Lara Alqasem doit être libérée et la police secrète anti boycott qui traque les idées, éliminée

Lara Alqasem, une étudiante américaine de 22 ans qui est arrivée en Israël la semaine dernière pour entreprendre un master à l’Université Hébraïque, entame lundi son sixième jour de détention à l’aéroport Ben Gourion. Son « délit », selon le ministère des Affaires Stratégiques, est, alors qu’elle était en licence en Floride, d’avoir présidé la section de cet état d’un groupe qui encourage au boycott, au désinvestissement et aux sanctions contre Israël, comme moyen de lutter contre l’occupation.

Un rapport spécial du ministère sur ses activités politiques, exagérément qualifié de « sensible » inclut une information issue de cinq pages internet. Quatre d’entre elles viennent de Facebook et la cinquième vient d’un site internet appelé Canary Mission, qui exerce une honteuse surveillance civile sur des militants de gauche sur les campus des collèges universitaires américains. Selon la même information « sensible », lorsque Alqasem était membre de la section, qui comptait moins de dix membres, le groupe a promu le boycott d’une marque israélienne de Houmous, soutenu la pétition d’un auteur contre le financement par Israël d’un centre culturel et appelé une entreprise internationale de sécurité à cesser ses activités en Israël.

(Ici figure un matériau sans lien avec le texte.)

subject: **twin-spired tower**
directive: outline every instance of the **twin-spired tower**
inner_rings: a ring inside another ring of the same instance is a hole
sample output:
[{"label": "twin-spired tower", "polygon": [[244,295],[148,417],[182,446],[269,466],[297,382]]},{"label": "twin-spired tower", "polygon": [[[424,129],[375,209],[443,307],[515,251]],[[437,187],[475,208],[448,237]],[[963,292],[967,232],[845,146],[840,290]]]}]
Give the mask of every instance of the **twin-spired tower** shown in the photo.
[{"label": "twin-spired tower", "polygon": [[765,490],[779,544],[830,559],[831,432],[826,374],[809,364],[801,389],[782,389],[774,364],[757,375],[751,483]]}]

On a peine à croire que ce genre de raisons ridicules soient utilisées par un ministère gouvernemental, dirigé par le ministre anti boycott Gilad Erdan, pour justifier l’expulsion et la longue détention de l’étudiante. Dans son témoignage en cour d’appel (qui a rejeté sa demande de rester), elle a dit : « Je ne soutiens pas BDS. Si c’était le cas, je ne pourrais pas venir en Israël comme étudiante ». Alqasem a ensuite déclaré que pendant son séjour en Israël elle n’appellerait pas au boycott ni ne participerait à des activités de BDS. Pour autant, elle reste en garde à vue et son expulsion est prévue, en attendant un second appel qu’elle a interjeté près le Tribunal du district de Tel Aviv.

Mais Alqasem ne devrait avoir à s’engager sur quoi que ce soit. Le boycott est un moyen légitime d’expression de protestations politiques dans un pays démocratique, qu’il s’agisse des citoyens de ce pays ou d’étrangers munis d’un visa d’entrée. L’Université Hébraïque, qui soutient Alqasem, et les députés du Meretz auxquels on a interdit de venir la voir, méritent des félicitations.

L’amendement à la loi régissant l’entrée en Israël, introduit par le député Roy Folkman (parti Koulanou), qui bloque l’entrée de ceux qui soutiennent le boycott d’Israël ou des colonies, est né dans le péché et devrait être abrogé. Le critère de limite du refus d’entrée aux « militants-clef » n’est pas une consolation. Alqasem, qui de toute façon n’était pas une « militante-clef », devrait être libérée immédiatement et la police secrète d’Erdan qui traque les idées, éliminée.

Cela doit être fait avant que des militants du boycott aient d’excellentes raisons d’appeler Israël un pays arriéré.

L’article ci-dessus est l’éditorial de Haaretz, publié dans les éditions en hébreu et en anglais en Israël.